When upgrading the vSphere hosts in your DRS cluster using VMware Update Manager (VUM), it checks with DRS first, to find out which host(s) can be upgraded. DRS in turn runs its algorithm and recommends one or more hosts that can be put into maintenance mode.
Starting with vSphere 6.7, DRS uses the new initial placement algorithm to come up with the recommended list of hosts to be placed in maintenance mode. Further, when evacuating the hosts, DRS uses the new initial placement algorithm to find new destination hosts for outgoing VMs.
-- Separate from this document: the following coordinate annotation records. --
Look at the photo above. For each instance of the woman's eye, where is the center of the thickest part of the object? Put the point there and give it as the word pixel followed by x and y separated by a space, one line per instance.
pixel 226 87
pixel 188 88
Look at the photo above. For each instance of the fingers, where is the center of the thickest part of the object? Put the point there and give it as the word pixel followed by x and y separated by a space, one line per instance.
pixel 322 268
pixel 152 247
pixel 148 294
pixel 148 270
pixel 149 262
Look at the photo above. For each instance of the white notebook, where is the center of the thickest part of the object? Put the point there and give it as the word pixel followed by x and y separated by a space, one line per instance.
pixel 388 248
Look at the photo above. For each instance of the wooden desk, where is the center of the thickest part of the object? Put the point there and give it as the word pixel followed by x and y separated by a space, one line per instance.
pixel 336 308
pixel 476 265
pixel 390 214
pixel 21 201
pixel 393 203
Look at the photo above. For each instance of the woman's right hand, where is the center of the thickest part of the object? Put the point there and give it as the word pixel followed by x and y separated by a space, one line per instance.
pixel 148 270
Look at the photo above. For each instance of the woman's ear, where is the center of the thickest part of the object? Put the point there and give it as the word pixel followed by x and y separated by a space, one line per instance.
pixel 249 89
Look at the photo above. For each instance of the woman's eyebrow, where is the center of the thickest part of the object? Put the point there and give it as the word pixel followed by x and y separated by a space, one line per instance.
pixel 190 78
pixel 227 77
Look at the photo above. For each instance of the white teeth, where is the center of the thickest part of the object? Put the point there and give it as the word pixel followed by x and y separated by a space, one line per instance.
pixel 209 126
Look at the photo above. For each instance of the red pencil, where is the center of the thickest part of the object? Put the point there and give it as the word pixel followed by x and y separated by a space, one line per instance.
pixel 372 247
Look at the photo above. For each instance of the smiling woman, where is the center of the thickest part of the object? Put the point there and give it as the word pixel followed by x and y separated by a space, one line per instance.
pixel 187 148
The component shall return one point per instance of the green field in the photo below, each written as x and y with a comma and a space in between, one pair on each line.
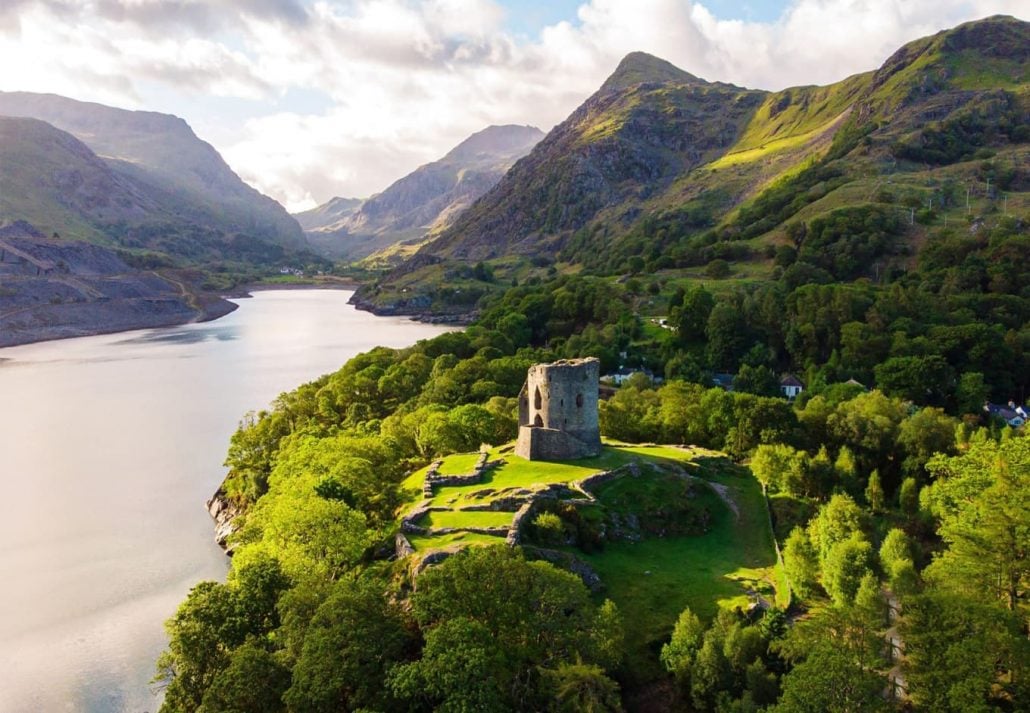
652, 581
467, 518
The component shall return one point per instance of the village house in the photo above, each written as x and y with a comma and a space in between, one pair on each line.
1014, 415
791, 386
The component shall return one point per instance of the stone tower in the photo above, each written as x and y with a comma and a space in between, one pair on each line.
557, 411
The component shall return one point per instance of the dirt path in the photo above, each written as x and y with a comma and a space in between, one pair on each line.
723, 493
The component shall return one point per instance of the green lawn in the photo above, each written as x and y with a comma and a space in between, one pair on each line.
518, 472
459, 464
652, 581
425, 543
467, 518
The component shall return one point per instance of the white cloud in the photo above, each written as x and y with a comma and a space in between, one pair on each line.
405, 80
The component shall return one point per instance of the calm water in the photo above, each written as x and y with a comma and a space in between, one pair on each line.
108, 448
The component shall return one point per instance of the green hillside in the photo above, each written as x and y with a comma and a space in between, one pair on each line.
663, 171
676, 528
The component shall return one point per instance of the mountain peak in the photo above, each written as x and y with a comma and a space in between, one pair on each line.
639, 67
496, 140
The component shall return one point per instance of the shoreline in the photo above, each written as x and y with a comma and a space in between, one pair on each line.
242, 292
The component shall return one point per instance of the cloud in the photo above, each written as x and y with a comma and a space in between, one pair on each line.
406, 80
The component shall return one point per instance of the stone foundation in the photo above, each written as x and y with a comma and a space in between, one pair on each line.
537, 443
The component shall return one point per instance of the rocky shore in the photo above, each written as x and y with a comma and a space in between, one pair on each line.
417, 309
58, 289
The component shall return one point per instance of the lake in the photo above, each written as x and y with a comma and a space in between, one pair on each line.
109, 447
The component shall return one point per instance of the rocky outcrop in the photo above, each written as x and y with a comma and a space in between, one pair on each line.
225, 512
182, 178
424, 201
53, 289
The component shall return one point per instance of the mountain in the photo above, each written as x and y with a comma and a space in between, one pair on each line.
662, 170
53, 180
649, 124
328, 213
52, 289
423, 202
163, 158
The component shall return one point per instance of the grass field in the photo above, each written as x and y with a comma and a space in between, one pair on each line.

In vSphere 6.7, DRS has been enhanced to be more efficient in evacuating VMs from a host when it is being put into maintenance mode. In earlier versions, during host evacuation, DRS used to issue vMotion at once for all the powered-on VMs on the host. DRS will now evacuate (vMotion out) powered-on VMs in batches of 8 at a time. The next batch of vMotions will only be issued after the first batch completes. This new model also uses the new initial placement algorithm.
The batching of vMotions makes the entire workflow more controlled and predictable, which makes it easier to estimate the total time to complete the end-to-end workflow. Together with the use of the new initial placement algorithm, the new model results in a very similar distribution of VMs post-evacuation, compared to the old model.
In vSphere 6.7, when there is a problem while putting a host into maintenance mode, an appropriate fault is generated, which gives detailed information about the problem. The following scenarios showcase the new error handling features.
We have a VM (VirtualMachine1) that is placed on host 10.156.227.182. The VM has a virtual machine–host affinity rule with the same host. When we try to put the host (10.156.227.182) into maintenance mode, the task halts (Figure 1) and a DRS fault is generated saying the host “Could not enter maintenance mode” (Figure 2).
Figure 1: Task - enter host into maintenance mode
Figure 2: DRS fault on host 10.156.2277.182
To understand more about how DRS faults work, please refer the VMware documentation about Faults [2].
When we look at the fault details, it is clear that placing the VM on a different host (than its current one) would violate a virtual machine–host affinity rule, as shown in Figure 3.
Figure 3: DRS Fault describing the virtual machine–host rule violation
We can then cancel the maintenance mode task and fix the problems causing the DRS faults.
We have a VM (VirtualMachine1) that is placed on host w3-vcscale1-002. The VM has a virtual CD/DVD drive, which is connected and has an ISO image mounted. This ISO image file is placed on a local data store on the host. When we try to put the host (w3-vcscale1-002) into maintenance mode, the task halts and a DRS fault is generated (Figure 4).
Figure 4: DRS fault on host w3-vcscale1-002
When we look at the fault details, it is clear that the local file backing of VirtualMachine1’s CD/DVD drive would not be accessible if it were evacuated to a different host (Figure 5 and Figure 6).
Figure 5: DRS fault details
Figure 6: DRS fault details showing the recommendation that was prevented
We can then cancel the maintenance mode task and fix the problems causing the DRS faults.
This scenario is very similar to scenario 2, except the VM VirtualMachine1 now has a virtual hard disk drive on the local data store of host w3-vcscale1-002. When we try to put the host (w3-vcscale1-002) into maintenance mode, the task halts and a DRS fault is generated (Figure 7).
Figure 7: DRS Fault on host w3-vcscale1-002
When we look at the fault details, it is clear that the VM’s virtual disk would not be accessible if it were evacuated to a different host (Figure 8 and Figure 9).
Figure 8: DRS fault details
Figure 9: DRS fault details showing the recommendation that was prevented
In summary, in vSphere 6.7 we have enhanced the host maintenance and VM evacuation workflows to be faster and more efficient. We have also improved the user experience for troubleshooting when we run into issues during these workflows.